Como comentado por PZ Myers, diferentes soluções evolutivas podem ser encontradas para problemas adaptativos; ou seja, não parece razoável esperar que adaptações complexas e especializadas encontre caminhos evolutivos universais. Os biólogos estão dispostos a admitir que complexidade não é uma marcha unidirecional ao que é mais complexo ou ao que é mais parecido ao ser humano. Em outras palavras, imaginar o bipedalismo como aparência provável de seres extraterrestres inteligentes parece um pouco da falta de bom senso frente a originalidade e diversidade de exemplares dos organismos vivos.
Extra 1Essas foram algumas razões para objetar a tese da existência de organismos antropomórficos no Universo. Que basicamente possuem o mesmo esqueleto argumentativo: a improbabilidade desse tipo de morfologia tendo em vista o modelo (número e formato) dos organismos na Terra. É verdade que essa argumentação falha ao se basear nos organismos somente do planeta Terra. Mas é uma limitação, por enquanto, justa, uma vez que não conhecemos outros locais com vida. De qualquer forma, se recebermos alguma visita de civilização extraterrestre, parece provável que não o reconheceremos como seres cinzentos baixinhos, bípedes e com olhos escuros.
Outras objeções (algumas das quais englobam a questão da visita considerando que seres antropomórficos existam) são possíveis: i) a não existência de evidências de seres antropomórficos não-terráqueos (apesar do delírio coletivo de alguns que sugerem a existência de abduções); ii) a história evolutiva sugere a possibilidade de uma infinidade de morfologias distintas; iii) a necessidade de pressupor alguma convergência cósmica de seres antropomórficos não-terráqueos, algo bastante problemático tendo em vista a possibilidade de caminhos evolutivos distintos em condições atmosféricas diferentes, iv) mesmo que seres antropomórficos existam em outros lugares no cosmos, não se segue disso que eles sejam capazes de desenvolver tecnologia suficiente capaz de realizar viagens interestelares e v) mesmo que seres antropomórficos inteligentes (do ponto de vista tecnológico) existam em outros lugares no cosmos, é necessário que o tempo de existência deles seja suficiente de não extingui-los (por alguma extinção em massa natural ou artificial) antes que desenvolvam tecnologia capaz de viagens cósmicas. Por fim, outra objeção curiosa é a que segue: vi) mesmo que as condições de v) sejam satisfeitas, esses seres devem saber da existência do planeta Terra – uma dificuldade real tendo em vista a imensidão do universo. Naturalmente, sobretudo iv), iv) e vi) pressupõem que esses seres detêm vontade de investigar novos planetas – ou seja, que esse desejo não seja algo intrínseco ao processo cognitivo humano somente (de fato, o desejo de conhecer e explorar novos mundos nem é compartilhado por todos os humanos – alguns são totalmente desinteressados por esses assuntos).
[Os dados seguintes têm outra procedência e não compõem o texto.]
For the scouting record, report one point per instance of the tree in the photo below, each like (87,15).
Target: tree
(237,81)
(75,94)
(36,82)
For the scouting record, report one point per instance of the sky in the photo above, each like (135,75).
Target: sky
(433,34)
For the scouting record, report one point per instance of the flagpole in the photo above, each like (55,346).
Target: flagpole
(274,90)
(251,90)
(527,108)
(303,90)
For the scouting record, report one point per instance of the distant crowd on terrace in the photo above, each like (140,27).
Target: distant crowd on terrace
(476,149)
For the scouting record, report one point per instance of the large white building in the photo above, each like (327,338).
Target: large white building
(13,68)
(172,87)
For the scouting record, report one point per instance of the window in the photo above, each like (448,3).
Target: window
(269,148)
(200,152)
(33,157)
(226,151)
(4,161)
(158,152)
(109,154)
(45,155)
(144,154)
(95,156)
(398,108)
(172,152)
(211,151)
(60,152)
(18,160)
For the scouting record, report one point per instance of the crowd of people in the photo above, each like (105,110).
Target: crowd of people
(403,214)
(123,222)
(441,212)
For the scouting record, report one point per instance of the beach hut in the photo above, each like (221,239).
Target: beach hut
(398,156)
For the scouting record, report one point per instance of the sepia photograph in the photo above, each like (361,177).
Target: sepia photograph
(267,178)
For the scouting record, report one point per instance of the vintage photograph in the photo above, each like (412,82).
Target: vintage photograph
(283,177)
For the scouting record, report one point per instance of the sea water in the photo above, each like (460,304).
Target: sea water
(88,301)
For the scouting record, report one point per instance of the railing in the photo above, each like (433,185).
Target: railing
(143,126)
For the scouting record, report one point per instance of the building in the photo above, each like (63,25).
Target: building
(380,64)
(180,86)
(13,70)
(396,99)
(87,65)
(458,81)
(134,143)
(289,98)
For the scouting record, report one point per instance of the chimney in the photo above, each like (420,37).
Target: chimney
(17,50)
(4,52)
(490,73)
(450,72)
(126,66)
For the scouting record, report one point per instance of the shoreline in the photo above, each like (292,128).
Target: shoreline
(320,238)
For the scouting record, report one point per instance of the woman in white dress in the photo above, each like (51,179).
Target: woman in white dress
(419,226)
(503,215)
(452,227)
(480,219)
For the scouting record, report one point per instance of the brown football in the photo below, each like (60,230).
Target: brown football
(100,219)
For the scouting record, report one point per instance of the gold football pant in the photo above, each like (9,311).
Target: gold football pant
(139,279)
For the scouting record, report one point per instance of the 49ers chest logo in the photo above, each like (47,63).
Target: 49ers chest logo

Sobre i), mais uma observação: A tese que defende a existência de vida extraterrestre antropomórfica suficientemente avançada – do ponto de vista tecnológico -, ao ponto de ser capaz de realizar viagens interestelares, tem falhado em mostrar qualquer evidência razoavelmente aceitável em favor suas proposições. Em outras palavras, o paradoxo de Fermi ainda não foi resolvido. Aliás, a tese do Grande Filtro defende que há alguma(s) etapa(s) durante o processo de evolução dos organismos que torne a vida inteligente improvável ou, no caso de existir, tendenciosa a auto-destruição.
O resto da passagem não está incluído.